The Vision (11.4.16): The Eye Is Not Satisfied


Note:  Devotion taken from last Sunday morning's sermon on Ecclesiasties 1:4-11.

All things are full of labour; man cannot utter it: the eye is not satisfied with seeing, nor the ear filled with hearing (Ecclesiastes 1:8).

In this verse Solomon describe man’s insatiable (unsatisfied) sensory appetite for the things of the natural world.  It is expressed in two statements:  “the eye is not satisfied with seeing, nor the ear filled with hearing.”

How immediately we can resonate with this in the digital age, where at the click of a mouse we can bring any site foul or fair before our eyes.  We can hear nearly any speech, listen to nearly any song, in nearly any genre, in nearly any language.  But what is becoming the distinguishing mark of this generation?  Boredom.  When the envelope has been pushed to the extreme the result is not satisfaction but dissatisfaction and the craving for more.  I once heard a man say that if he had a choice between food and hi-speed internet he’d take the internet.

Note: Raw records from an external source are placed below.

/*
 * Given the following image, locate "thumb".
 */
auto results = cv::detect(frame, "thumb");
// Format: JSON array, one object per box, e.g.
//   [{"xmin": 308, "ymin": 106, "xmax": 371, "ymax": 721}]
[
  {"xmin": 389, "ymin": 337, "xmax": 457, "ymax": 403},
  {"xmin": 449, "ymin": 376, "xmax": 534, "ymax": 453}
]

We are acutely aware of this now, but it was just as true in Solomon’s day.  It was true when there was no television, when there was no video, and no audio recordings in any form.  It is just as true for the Amish who live without electricity as it is for the man who can’t live without his Facebook.  Man has an insatiable hunger for what he can experience through his senses.

It was in attacking this stronghold that John wrote:

1 John 2:15 Love not the world, neither the things that are in the world. If any man love the world, the love of the Father is not in him. 16 For all that is in the world, the lust of the flesh, and the lust of the eyes, and the pride of life, is not of the Father, but is of the world.

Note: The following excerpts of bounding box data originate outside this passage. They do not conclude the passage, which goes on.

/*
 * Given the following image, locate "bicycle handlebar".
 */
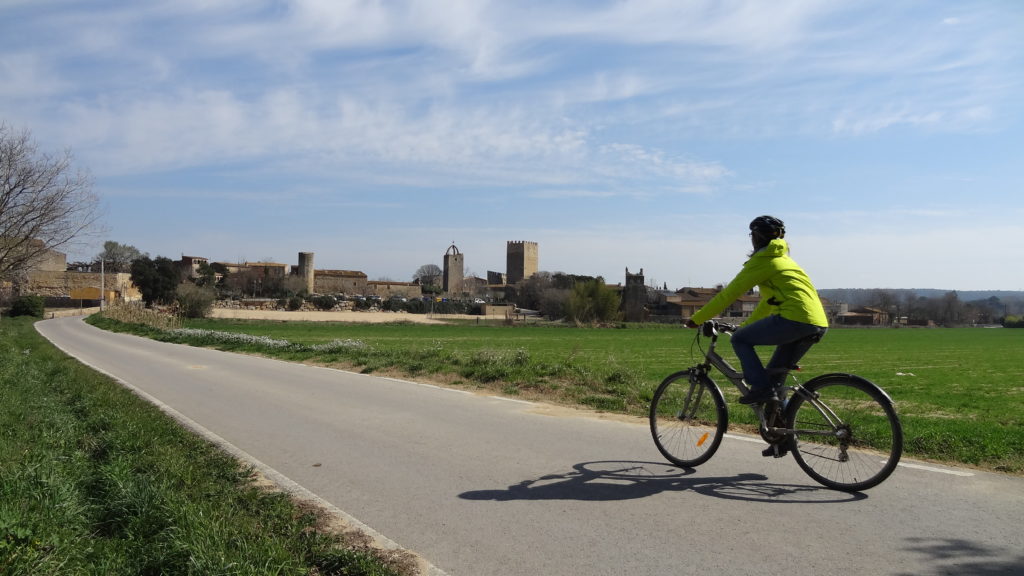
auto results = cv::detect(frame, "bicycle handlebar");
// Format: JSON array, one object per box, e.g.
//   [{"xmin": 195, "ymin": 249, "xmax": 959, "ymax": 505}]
[{"xmin": 700, "ymin": 320, "xmax": 739, "ymax": 338}]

What a difficult battle it is!  When Bunyan wrote his allegory called The Holy War about the battle for the town of Mansoul as Emmanuel retakes it from the clutches of the wicked Diabolos, he describe how important was the defense of the five entrances into the place, including:  eye-gate, ear-gate, mouth-gate, nose-gate, and feel-gate.

Indeed, how weak and vulnerable is man in his unregenerate state before the onslaughts of Satan!  The description is bleak.  But where is the gospel in this?

I believe it is there in pointing us to our need for Christ.  To those whose eyes were never satisfied and whose ears were never filled, Jesus said:  “I am the bread of life: he that cometh to me shall never hunger; and he that believeth on me shall never thirst” (John 6:35).

There is nothing new under the sun.  Man’s need of Christ is the same in the twenty-first century as it was in the tenth century BC when Solomon lived and in the first century AD when Jesus himself walked the earth.  He is the only one who can satisfy.